Thursday, January 23, 2025
Chapter 5

This very obedience, however, will be acceptable to God and agreeable to people only if compliance with what is commanded is not cringing or sluggish or half-hearted, but free from any grumbling or any reaction of unwillingness. For the obedience shown to an abbot or prioress is given to God, who has said: "Whoever listens to you, listens to me (Lk 10:16)." Furthermore, the disciples'obedience must be given gladly, for "God loves a cheerful giver (2 Cor 9:7)." If disciples obey grudgingly and grumble, not only aloud but also in their hearts, then, even though the order is carried out, their actions will not be accepted with favor by God, who sees that they are grumbling in their hearts. These disciples will have no reward for service of this kind; on the contrary, they will incur punishment for grumbling, unless they change for the better and make amends.

If there is one determinant of monastic spirituality, this is surely it: You must want it. You must give yourself to it wholeheartedly. You must enter into it with hope and surety. You must not kick and kick and kick against the goad.

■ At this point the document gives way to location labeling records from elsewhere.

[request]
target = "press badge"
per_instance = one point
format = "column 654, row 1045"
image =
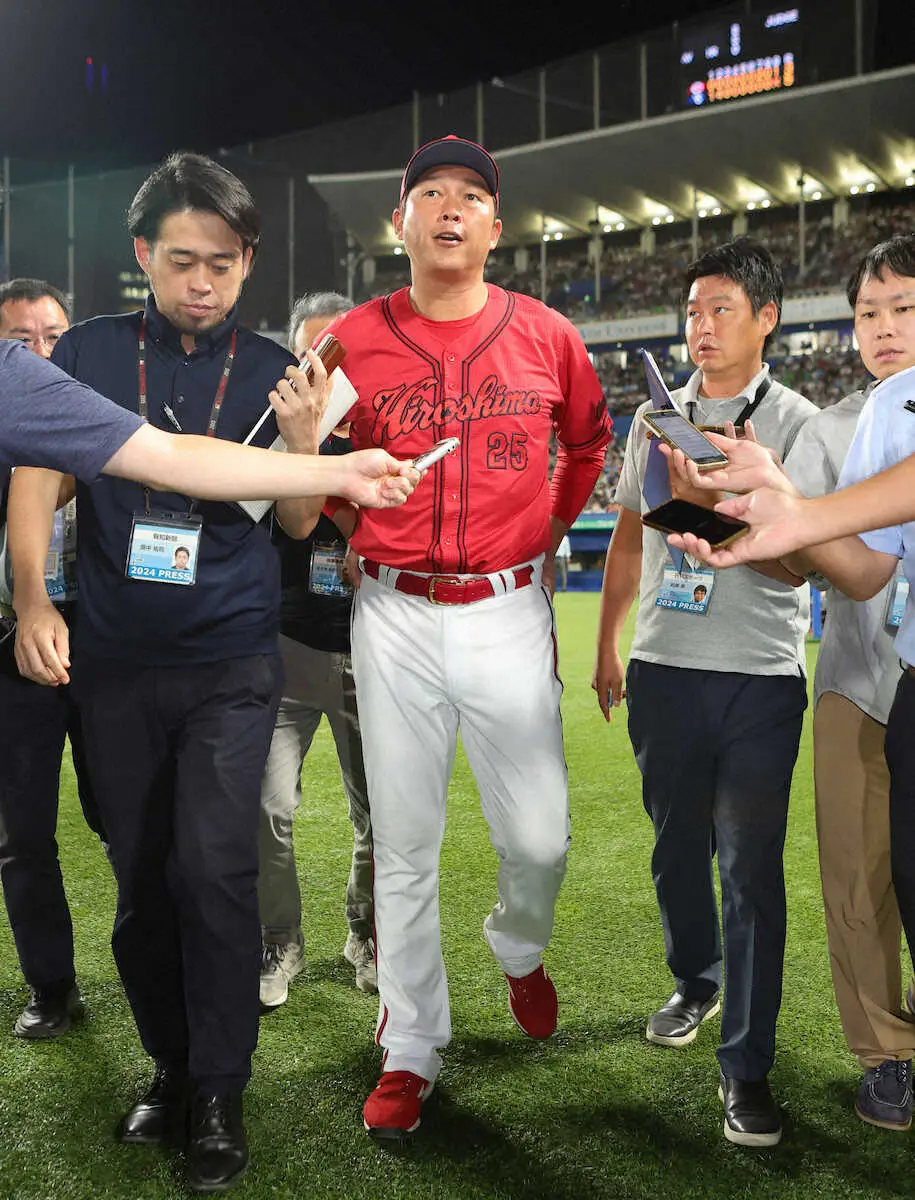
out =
column 163, row 547
column 686, row 591
column 326, row 577
column 60, row 563
column 896, row 603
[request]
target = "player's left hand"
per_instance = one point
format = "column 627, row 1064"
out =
column 375, row 479
column 300, row 405
column 548, row 571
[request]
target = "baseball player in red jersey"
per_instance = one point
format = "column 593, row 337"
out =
column 453, row 627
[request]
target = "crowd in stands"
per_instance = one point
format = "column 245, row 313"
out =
column 634, row 282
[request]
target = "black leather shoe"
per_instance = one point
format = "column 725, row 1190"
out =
column 49, row 1012
column 677, row 1023
column 160, row 1115
column 751, row 1115
column 216, row 1146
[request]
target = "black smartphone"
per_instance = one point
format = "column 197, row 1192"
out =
column 682, row 435
column 683, row 516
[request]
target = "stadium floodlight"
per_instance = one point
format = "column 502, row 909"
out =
column 753, row 196
column 706, row 205
column 859, row 178
column 610, row 220
column 658, row 213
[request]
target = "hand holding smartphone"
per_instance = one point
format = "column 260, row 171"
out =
column 680, row 433
column 683, row 516
column 447, row 445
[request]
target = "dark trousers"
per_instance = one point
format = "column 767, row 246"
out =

It is so easy to begin the spiritual life with a light heart and then, one day, drowning in the sea that is ourselves, refuse to go another step without having to be dragged. We ignore the teachings or demean the teachings. We ignore the prioress or criticize the abbot. We defy the teachers to teach.

We do what we are told, of course. We come to the meetings or keep the schedule or go through the motions of being part of the community or part of the family or part of the staff but there is no truth in us and we weigh the group down with our complainings. We become a living lamentation. We become a lump of spiritual cement around the neck of the group.

This, Benedict says, is not obedience. This is only compliance and compliance kills, both us and the community whose one heart is fractured by those who hold theirs back. Real obedience depends on wanting to listen to the voice of God in the human community, not wanting to be forced to do what we refuse to grow from.